Après des mois de démarches, il a lancé sa fondation, en partenariat avec Canadian Tire, pour aider des jeunes défavorisés à pouvoir pratiquer des activités sportives.

« En étant souvent à l’écart du jeu l’an dernier, ça m’a fait aimer le hockey encore plus, ça le rend plus précieux à mes yeux. Avec ce projet, j’essaie de redonner aux jeunes qui n’ont pas autant de chance. On a d’autres idées après l’objectif initial de 8000$ », a déclaré Hillis qui a appris le français à l’école, comme deuxième langue, durant son enfance.

« Ça dit tout, c’est un jeune homme complet qui veut avoir un impact positif. Il fait partie des jeunes dont on souhaite ardemment voir connaître du succès en raison de sa détermination. Il a eu à composer avec bien plus d’adversité que d’autres jeunes et je suis excité de le voir connaître ce succès », a tenu à dire Burnett.
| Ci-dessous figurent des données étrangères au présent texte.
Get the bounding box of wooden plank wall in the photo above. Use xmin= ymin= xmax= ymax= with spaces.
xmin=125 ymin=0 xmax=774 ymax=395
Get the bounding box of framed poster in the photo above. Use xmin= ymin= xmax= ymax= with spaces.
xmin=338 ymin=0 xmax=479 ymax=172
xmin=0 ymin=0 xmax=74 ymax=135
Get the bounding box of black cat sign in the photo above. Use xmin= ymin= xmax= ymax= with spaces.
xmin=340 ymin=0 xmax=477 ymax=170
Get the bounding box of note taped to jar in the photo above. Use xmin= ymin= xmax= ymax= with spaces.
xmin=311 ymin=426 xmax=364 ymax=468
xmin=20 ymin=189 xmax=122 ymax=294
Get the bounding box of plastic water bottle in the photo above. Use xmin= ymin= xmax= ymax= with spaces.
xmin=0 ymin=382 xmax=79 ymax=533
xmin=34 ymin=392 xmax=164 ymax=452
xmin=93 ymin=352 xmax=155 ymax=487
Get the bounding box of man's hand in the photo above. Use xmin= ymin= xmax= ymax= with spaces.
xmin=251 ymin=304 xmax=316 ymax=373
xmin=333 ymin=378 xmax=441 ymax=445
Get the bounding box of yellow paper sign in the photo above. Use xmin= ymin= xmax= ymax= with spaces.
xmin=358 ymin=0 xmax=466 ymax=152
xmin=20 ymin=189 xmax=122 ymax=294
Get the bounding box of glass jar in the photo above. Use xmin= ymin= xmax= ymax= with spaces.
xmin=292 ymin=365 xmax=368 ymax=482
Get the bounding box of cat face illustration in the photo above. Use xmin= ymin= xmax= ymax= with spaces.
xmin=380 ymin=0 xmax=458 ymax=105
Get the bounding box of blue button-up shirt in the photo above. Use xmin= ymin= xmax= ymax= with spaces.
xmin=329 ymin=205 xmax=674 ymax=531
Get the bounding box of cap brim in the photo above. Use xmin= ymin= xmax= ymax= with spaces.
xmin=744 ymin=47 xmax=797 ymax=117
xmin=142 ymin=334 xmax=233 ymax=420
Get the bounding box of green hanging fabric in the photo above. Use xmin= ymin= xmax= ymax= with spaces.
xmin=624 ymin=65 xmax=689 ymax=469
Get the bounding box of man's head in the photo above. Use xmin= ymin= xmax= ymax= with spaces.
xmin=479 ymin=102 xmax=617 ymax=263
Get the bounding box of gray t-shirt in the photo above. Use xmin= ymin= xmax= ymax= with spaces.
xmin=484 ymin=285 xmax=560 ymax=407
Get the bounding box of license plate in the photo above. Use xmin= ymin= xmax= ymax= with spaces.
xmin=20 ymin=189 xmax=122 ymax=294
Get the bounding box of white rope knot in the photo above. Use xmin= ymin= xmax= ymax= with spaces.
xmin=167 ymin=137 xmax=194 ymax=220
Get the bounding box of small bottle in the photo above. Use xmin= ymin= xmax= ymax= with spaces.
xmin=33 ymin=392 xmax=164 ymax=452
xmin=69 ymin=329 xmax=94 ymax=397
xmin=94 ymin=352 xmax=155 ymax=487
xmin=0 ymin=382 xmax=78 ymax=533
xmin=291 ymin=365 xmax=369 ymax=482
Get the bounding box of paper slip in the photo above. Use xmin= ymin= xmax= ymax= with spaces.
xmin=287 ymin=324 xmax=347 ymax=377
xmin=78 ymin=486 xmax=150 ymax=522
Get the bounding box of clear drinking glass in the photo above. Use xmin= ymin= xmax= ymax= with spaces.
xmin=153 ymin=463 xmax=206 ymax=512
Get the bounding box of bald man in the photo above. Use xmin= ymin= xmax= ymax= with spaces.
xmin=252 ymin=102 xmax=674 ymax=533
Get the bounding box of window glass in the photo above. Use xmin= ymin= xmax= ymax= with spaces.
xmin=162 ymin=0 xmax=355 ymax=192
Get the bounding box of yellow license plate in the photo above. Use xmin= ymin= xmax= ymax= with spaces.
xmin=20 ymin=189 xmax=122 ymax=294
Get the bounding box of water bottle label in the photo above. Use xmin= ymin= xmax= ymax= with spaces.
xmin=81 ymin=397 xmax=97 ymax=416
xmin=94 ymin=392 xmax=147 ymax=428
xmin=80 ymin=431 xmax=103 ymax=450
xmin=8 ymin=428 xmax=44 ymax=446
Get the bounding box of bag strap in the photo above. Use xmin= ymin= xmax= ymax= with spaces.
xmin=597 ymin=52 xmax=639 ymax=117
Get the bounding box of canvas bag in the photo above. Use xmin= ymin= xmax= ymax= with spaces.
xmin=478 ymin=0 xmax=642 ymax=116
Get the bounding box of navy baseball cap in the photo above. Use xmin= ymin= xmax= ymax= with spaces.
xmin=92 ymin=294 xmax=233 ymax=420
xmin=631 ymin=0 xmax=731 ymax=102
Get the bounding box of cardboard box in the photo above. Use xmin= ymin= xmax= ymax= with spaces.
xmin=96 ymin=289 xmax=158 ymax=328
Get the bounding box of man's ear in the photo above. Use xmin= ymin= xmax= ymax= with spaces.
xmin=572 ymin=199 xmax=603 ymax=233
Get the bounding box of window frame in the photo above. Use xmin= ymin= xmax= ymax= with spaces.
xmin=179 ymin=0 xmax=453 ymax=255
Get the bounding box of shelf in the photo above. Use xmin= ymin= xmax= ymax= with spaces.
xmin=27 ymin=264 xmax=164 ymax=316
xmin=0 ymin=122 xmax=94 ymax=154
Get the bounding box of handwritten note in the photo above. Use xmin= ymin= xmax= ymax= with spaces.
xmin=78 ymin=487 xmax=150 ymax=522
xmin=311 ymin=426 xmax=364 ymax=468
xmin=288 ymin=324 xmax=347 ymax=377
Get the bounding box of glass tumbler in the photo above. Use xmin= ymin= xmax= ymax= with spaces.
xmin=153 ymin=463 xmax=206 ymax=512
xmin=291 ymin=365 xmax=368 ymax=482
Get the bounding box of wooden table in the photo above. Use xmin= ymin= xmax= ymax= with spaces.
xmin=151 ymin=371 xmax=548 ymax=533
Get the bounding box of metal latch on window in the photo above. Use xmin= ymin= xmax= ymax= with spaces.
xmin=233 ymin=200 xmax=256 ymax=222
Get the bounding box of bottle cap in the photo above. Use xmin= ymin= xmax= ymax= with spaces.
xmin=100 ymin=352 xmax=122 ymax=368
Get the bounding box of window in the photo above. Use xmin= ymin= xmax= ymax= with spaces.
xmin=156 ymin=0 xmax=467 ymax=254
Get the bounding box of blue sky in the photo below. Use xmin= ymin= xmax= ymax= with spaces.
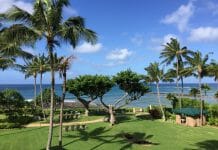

De plus, Hillis trouve le moyen de suivre un ou deux cours universitaires par session et il entend poursuivre le tout. Puisqu’il célébrera son 20e anniversaire en juin, il pourrait faire le saut avec le Rocket de Laval la saison prochaine. L’horaire de la Ligue américaine permet de jumeler le hockey et les études comme le démontre Alexandre Alain.